Ralph, for his part, was attracted to gloomy, secluded spots in his walks, where the wind from the sea could not reach him; for the sight of the ocean had become as antipathetic to him as the thought of crossing it again. France held only an accursed place in his heart's memory. There it was that he had been unhappy to the point of losing courage, accustomed as he was to unhappiness and patient with his misery. He strove with all his might to forget it; for, although he was intensely disgusted with life, he wished to live as long as he should feel that he was necessary. He was very careful therefore never to utter a word relating to the time he had passed in that country. What would he not have given to tear that ghastly memory from Madame Delmare's mind! But he had so little confidence of his ability, he felt that he was so awkward, so lacking in eloquence, that he avoided her instead of trying to divert her thoughts. In the excess of his delicate reserve, he continued to maintain the outward appearance of indifference and selfishness.
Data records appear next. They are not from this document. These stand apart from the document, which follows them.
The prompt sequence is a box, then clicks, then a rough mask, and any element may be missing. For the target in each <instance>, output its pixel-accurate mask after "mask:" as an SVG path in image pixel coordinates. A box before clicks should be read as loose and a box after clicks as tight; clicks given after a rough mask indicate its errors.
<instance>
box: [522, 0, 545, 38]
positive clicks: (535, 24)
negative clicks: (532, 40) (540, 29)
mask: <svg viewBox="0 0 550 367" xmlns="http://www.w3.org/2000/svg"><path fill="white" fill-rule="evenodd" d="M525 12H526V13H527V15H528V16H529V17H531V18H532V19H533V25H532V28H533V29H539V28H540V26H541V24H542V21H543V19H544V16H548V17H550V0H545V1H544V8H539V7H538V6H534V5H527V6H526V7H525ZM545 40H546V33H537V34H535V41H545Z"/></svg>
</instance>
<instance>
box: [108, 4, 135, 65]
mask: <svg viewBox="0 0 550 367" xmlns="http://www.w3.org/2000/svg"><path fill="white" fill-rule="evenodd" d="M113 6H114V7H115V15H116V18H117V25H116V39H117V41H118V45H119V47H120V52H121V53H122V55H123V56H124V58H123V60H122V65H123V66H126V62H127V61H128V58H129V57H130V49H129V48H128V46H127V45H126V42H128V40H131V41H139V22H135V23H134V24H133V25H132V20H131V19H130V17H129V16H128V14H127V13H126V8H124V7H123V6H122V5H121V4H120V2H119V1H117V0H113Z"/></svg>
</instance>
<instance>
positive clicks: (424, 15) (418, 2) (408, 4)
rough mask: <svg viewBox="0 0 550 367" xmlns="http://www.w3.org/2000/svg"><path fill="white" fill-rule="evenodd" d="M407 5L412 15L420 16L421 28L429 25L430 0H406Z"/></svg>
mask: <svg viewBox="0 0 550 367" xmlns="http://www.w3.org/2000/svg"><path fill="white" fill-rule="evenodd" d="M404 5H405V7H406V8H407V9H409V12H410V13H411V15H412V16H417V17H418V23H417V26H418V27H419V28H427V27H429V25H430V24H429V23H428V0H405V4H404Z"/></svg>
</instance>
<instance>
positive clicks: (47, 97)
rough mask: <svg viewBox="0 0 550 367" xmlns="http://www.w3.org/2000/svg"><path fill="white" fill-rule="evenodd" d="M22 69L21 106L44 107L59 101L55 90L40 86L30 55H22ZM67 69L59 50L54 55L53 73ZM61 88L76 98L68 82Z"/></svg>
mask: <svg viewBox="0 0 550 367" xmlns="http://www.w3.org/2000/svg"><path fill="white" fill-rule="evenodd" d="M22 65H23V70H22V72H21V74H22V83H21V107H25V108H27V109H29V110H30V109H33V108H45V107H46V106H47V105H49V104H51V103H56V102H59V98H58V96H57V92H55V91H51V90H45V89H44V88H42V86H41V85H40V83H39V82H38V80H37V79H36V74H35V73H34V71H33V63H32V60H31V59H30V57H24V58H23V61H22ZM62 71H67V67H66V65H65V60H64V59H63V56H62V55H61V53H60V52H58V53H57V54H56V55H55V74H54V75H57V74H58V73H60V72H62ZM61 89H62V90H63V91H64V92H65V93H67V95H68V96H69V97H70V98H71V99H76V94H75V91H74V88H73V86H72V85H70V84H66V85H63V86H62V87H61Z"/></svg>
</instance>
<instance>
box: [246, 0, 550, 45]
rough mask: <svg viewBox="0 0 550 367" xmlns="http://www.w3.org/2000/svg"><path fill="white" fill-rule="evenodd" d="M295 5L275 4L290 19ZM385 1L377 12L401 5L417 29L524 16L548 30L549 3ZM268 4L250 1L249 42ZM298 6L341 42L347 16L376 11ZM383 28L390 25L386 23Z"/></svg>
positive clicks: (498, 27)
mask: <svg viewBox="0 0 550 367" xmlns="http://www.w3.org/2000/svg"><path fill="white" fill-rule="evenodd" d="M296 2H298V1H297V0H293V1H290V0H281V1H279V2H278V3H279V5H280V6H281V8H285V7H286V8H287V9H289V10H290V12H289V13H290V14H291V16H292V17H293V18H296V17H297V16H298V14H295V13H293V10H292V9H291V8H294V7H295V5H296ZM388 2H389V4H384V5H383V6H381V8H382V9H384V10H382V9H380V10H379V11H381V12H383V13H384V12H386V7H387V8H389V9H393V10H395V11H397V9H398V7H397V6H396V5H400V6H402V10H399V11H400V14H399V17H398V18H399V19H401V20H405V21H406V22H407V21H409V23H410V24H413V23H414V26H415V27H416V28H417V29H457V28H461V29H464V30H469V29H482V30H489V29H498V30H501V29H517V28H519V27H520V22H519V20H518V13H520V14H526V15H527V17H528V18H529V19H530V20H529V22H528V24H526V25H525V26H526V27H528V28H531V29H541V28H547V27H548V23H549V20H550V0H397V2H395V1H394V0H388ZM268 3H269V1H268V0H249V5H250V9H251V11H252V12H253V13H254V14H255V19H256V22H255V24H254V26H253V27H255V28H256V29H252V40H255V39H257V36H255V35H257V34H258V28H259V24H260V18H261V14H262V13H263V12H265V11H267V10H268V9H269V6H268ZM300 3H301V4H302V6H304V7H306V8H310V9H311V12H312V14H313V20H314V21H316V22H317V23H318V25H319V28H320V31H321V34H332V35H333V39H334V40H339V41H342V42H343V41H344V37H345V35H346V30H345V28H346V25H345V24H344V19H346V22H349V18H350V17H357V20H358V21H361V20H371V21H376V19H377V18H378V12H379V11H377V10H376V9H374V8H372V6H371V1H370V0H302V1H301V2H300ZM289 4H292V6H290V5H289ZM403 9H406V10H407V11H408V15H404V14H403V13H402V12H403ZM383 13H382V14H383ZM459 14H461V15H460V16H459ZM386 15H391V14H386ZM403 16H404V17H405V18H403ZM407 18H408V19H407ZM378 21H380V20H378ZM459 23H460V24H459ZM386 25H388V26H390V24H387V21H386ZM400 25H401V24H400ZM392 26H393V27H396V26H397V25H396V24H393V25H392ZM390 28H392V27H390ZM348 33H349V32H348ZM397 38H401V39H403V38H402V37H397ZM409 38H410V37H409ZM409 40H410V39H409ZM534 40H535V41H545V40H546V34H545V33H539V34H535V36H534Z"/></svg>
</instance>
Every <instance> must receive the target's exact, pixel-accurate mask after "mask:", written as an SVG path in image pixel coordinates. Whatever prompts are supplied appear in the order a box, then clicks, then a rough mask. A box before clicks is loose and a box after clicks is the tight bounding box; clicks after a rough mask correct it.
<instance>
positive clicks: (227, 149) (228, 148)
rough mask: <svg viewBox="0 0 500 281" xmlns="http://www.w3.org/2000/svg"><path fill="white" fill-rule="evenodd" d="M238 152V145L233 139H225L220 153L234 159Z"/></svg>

He went off and suffered alone, and, to see him scouring woods and mountains in pursuit of birds and insects, one would have taken him for a naturalist sportsman engrossed by his innocent passion and utterly indifferent to the passions of the heart that were stirring in his neighborhood. And yet hunting and study were merely the pretext behind which he concealed his long and bitter reveries.

This conical island is split at the base on all sides and conceals in its embrasures deep gorges through which flow pure and turbulent streams. One of these gorges is called Bernica. It is a picturesque spot, a sort of deep and narrow valley, hidden between two perpendicular walls of rock, the surface of which is studded with clumps of saxatile shrubs and tufts of ferns.